Horst D. Deckert

Phänomenal: Hitzekuppel über Kanada

Der Nordwesten der USA und Teile Kanadas litten dieser Tage unter extremer Hitze. In Vancouver wurden knapp 48 Grad Celsius gemessen. Es gab deutlich mehr Sterbefälle als sonst zu dieser Jahreszeit. Inzwischen bringt eine frische Brise vom Pazifik Abkühlung. Der „Spiegel“ berichtet. Die Medienkritik.

von Max Erdinger

In den US-Bundesstaaten Oregon und Washington waren die vergangenen Tage die heißesten seit Beginn der regionalen Wetteraufzeichnungen im Jahr 1940, heißt es im „Spiegel“. In Salem, der Hauptstadt von Oregon, seien 47,2 Grad gemessen worden, die höchste Temperatur seit Beginn der Wetteraufzeichnungen in den 1890er Jahren. 50 Jahre hin oder her – das klingt nach Klimawandel. Soll es vermutlich auch. „Klimawandel“ allein läßt sich aber nicht politisch verwerten. Menschengemacht muß er sein. So kommt es dann zu der folgenden, recht merkwürdigen Textpassage im „Spiegel„:

Für die extremen Temperaturen verantwortlich sein soll eine »Hitzekuppel«, ein Phänomen, bei dem der Hochdruck in der Atmosphäre die heiße Luft in der Region festhält. Laut den Wetterexperten der »Washington Post« ist die Intensität dieser Hitzekuppel »statistisch gesehen so selten, dass sie im Durchschnitt nur einmal alle paar Tausend Jahre zu erwarten« sei. Der vom Menschen verursachte Klimawandel habe allerdings »diese Art von außergewöhnlichen Ereignissen wahrscheinlicher gemacht«.

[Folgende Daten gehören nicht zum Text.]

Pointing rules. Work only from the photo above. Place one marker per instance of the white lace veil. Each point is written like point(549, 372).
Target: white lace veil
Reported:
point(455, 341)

Wahrscheinlich, wahrscheinlicher, am wahrscheinlichsten

Wenn es wahrscheinlich ist, daß das Phänomen mit der Hitzekuppel nur alle paar Tausend Jahre auftritt, dann sollten „wir“ wahrscheinlicher als je zuvor nur einmal tausend Jahre warten, um zu sehen, ob es erneut auftritt. Den kleinen Nachteil, daß keiner von „uns“ in tausend Jahren noch irgendetwas sehen wird, lassen „wir“ einmal unberücksichtigt. Jedenfalls: Wenn im Jahre 3021 wieder eine Hitzekuppel über Kanada steht, hätten „wir“ es am wahrscheinlichsten mit einer sogenannten „Häufung des Phänomens“ zu tun. Und zwar mit einer besorgniserregenden. Weil „tausend Jahre“ ein deutlich kürzeres Intervall zwischen zwei Hitzekuppeln darstellen, als „alle paar Tausend Jahre“. Ein viel kürzeres sogar. Wenn das Hitzekuppel-Phänomen allerdings schon in 500 Jahren erneut auftritt, muß wirklich jemand die Alarmglocken läuten. Überaus wahrscheinlich sollten „wir“ den in 500 Jahren lebenden „die Menschen“ schon einmal aufschreiben, daß sie nicht vergessen sollen, die Alarmglocken zu läuten, wenn es 0,2 Grad wärmer als 47 Grad wird. Außerdem sollten „wir“ sie davor warnen, einfach nur „Klimawandel“ zu brüllen. „Vom Menschen verursachter Klimawandel“ sollen sie schreien, weil ein Phänomen, das in 500 Jahren erneut aufträte, genau so wenig politisch verwertbar wäre wie heute, wenn es noch immer nicht vom Menschen verursacht wäre.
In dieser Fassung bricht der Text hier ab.